Updated

Hispanic wealth in the United States is expected to triple by 2025 – provided we are not hit by another mega recession and trends continue more or less as they are today.

A study conducted by the St. Louis Federal Reserve Bank, in Missouri, anticipates that Hispanic families’ net worth or wealth (i.e. assets minus liabilities) will range between $2.5 trillion and $4.4 trillion 11 years from now.

In 2010, Hispanic families had about $1.4 trillion of net worth or approximately 2.2 percent of U.S.’s total wealth.

The range offered by the St. Louis Fed study places the Hispanic community owning between 2.6 and 3.2 of the nation’s total wealth in 2025.

However, even when these estimates would accomplish a new record for the Latino demographic, most of Hispanic families would remain far less wealthy than white and Asian families.

For the study, St. Louis Federal Reserve Bank, one of the 12 banks that make up the United States central bank, used census projections of population growth and took two different approaches given the uncertainty due to the recent recession.

“In the first approach there would be a reversion to [pre-recession] trend by 2025 and the growth would begin at the 2010 level with no reversion to the previous [2008 – 2010] trend,” Dr. William Emmons, Senior Economic Advisor of the Center for Household Financial Stability at the St. Louis Federal Reserve, told Fox News Latino.

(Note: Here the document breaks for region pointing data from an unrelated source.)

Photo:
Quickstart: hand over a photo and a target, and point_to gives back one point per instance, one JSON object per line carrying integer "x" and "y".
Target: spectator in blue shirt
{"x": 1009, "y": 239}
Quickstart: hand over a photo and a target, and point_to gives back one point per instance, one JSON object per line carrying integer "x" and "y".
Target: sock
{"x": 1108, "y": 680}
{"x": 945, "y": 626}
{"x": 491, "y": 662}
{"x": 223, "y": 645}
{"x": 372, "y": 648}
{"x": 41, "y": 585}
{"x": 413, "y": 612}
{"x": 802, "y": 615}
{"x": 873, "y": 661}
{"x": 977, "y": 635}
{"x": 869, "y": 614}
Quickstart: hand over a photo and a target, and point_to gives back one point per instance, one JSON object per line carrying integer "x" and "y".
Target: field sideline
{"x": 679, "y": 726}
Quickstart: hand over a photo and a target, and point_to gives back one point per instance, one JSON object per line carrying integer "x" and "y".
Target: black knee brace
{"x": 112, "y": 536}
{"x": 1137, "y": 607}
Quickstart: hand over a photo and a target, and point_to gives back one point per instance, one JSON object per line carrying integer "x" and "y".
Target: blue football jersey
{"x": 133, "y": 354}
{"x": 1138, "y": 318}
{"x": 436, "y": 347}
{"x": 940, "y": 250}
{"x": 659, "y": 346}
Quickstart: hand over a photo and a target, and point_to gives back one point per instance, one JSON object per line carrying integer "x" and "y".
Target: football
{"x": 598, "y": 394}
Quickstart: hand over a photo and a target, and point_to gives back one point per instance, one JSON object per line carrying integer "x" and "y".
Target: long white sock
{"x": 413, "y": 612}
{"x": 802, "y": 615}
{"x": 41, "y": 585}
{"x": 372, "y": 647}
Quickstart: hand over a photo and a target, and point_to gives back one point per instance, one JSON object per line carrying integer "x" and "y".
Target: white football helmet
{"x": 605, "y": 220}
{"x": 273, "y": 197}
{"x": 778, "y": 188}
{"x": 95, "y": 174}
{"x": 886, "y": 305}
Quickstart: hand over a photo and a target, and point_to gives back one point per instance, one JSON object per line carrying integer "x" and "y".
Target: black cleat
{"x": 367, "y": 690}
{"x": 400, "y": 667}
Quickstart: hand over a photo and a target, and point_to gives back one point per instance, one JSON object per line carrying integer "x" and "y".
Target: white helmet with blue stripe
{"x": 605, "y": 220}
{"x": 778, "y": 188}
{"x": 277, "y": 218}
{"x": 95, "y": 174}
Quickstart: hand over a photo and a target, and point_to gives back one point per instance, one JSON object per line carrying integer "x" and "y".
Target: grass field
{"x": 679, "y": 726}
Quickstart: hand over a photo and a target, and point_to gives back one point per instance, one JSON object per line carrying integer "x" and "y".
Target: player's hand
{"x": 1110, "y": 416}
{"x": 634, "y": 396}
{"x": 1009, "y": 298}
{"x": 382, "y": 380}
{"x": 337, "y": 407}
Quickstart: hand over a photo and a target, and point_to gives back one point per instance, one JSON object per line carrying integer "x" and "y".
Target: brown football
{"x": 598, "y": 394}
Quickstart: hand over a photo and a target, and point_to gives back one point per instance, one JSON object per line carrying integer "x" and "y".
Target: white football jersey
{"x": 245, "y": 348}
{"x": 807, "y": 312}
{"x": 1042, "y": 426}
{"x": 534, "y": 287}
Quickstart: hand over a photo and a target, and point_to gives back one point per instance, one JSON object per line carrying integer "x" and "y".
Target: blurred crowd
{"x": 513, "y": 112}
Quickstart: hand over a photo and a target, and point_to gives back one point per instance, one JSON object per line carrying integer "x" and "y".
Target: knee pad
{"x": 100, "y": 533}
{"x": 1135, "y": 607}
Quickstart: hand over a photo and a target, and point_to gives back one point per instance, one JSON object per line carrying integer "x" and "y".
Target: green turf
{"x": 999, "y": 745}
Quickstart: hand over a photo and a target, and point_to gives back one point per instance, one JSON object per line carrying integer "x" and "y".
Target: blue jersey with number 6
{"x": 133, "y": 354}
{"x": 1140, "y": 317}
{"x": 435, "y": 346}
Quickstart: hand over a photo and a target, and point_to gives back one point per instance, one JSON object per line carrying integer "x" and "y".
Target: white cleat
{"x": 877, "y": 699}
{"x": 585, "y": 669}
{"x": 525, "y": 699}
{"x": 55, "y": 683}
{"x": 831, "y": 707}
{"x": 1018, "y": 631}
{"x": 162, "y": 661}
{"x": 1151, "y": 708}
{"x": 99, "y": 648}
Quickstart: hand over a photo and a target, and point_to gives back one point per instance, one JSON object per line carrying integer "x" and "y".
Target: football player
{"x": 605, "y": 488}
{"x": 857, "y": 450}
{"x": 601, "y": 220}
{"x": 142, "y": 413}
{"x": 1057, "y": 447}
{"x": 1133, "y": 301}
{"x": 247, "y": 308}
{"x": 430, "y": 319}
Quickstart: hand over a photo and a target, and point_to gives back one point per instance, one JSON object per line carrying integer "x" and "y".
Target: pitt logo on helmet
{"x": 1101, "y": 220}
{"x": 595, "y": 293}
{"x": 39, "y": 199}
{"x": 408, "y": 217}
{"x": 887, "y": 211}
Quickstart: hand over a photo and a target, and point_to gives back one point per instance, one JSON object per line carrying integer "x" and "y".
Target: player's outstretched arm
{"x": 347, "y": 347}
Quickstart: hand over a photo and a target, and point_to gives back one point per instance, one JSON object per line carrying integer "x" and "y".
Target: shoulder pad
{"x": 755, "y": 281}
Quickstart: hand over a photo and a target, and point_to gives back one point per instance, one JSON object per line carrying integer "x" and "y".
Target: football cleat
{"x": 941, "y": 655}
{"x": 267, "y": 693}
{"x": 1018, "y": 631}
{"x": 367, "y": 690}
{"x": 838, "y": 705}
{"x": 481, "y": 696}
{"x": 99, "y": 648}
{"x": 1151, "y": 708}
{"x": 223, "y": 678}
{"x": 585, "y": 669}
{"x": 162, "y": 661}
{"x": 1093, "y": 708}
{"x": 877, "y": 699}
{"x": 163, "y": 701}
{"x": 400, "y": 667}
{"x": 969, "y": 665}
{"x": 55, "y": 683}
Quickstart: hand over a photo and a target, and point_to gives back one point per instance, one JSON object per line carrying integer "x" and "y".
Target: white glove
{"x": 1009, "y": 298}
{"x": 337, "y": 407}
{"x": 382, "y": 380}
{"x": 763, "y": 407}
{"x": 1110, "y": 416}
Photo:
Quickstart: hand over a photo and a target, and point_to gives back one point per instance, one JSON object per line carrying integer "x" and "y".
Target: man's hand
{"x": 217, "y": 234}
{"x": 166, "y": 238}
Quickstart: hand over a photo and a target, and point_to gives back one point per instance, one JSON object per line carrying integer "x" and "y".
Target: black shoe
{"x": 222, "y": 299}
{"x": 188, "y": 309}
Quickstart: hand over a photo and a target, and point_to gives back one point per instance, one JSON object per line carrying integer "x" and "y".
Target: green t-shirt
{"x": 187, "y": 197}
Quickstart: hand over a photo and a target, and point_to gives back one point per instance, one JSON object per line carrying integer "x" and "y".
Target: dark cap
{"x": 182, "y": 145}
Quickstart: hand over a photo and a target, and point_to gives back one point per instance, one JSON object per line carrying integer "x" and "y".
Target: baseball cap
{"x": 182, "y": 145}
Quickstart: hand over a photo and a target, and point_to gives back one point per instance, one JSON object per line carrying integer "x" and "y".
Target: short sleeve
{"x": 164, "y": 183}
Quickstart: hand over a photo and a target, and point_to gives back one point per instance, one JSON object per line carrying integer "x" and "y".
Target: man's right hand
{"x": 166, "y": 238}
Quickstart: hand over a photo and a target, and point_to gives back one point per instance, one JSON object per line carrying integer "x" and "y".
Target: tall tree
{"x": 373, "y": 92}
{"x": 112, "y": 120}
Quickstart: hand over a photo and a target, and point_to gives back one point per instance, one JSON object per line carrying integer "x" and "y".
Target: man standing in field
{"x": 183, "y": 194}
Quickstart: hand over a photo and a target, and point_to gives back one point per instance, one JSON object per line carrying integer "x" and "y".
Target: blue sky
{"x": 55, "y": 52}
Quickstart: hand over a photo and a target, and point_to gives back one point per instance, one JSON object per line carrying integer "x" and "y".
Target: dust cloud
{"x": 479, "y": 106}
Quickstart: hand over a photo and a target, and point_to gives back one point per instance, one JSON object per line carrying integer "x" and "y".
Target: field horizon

“It assumes the housing market will bounce back to something like the previous trend,” he explained.

Assuming the recession’s losses are not permanent, the St. Louis Federal Reserve’s first scenario showed the Hispanic share of total wealth increasing to 3.2 percent by 2025 and reverting to growth trends from previous decades before the recession.

In the St. Louis Federal Reserve’s second scenario, the recession losses are irretrievable and the Hispanic share of total wealth would only increase because of the population’s exceptional projected growth. This would result in average growth resuming to 2010 levels of 2.6 percent.

“The second assumption is a little bit more likely [because] house prices were probably over valued in 2007 in many places – especially in places with a lot of Hispanic families – where house prices were very, very high relative to income,” Emmons said. “[The housing market] crashed quite a bit and there has been some bounce back, but I think it doesn’t look like we’re going to go back to the trend that was in power before.”

Regardless of the assumptions used however, the St. Louis Federal Reserve stated that total Hispanic wealth is likely to grow notably faster than overall wealth. And a significant portion of this increase, the study noted, would result from the Hispanic population growing faster than any other racial or ethnic group in the country – rather than purely from per-capita increases alone.

Conversely, had the surging growth in population not been taken into account, the Reserve states that the Hispanic wealth share in 2025 would only range between 2.0 percent or 2.4 percent of total wealth – just a minor decrease or increase from the 2010 share.

“[As Hispanic] families grow, and I think this has been the history of other groups as well (…) wealth increases then educational attainment increases, incomes increase and that provides an opportunity to have more diversified assets and to rely less on borrowing.” Emmons told FNL.

“It’s certainly something that we should hope happens and work toward making it happen,” he said.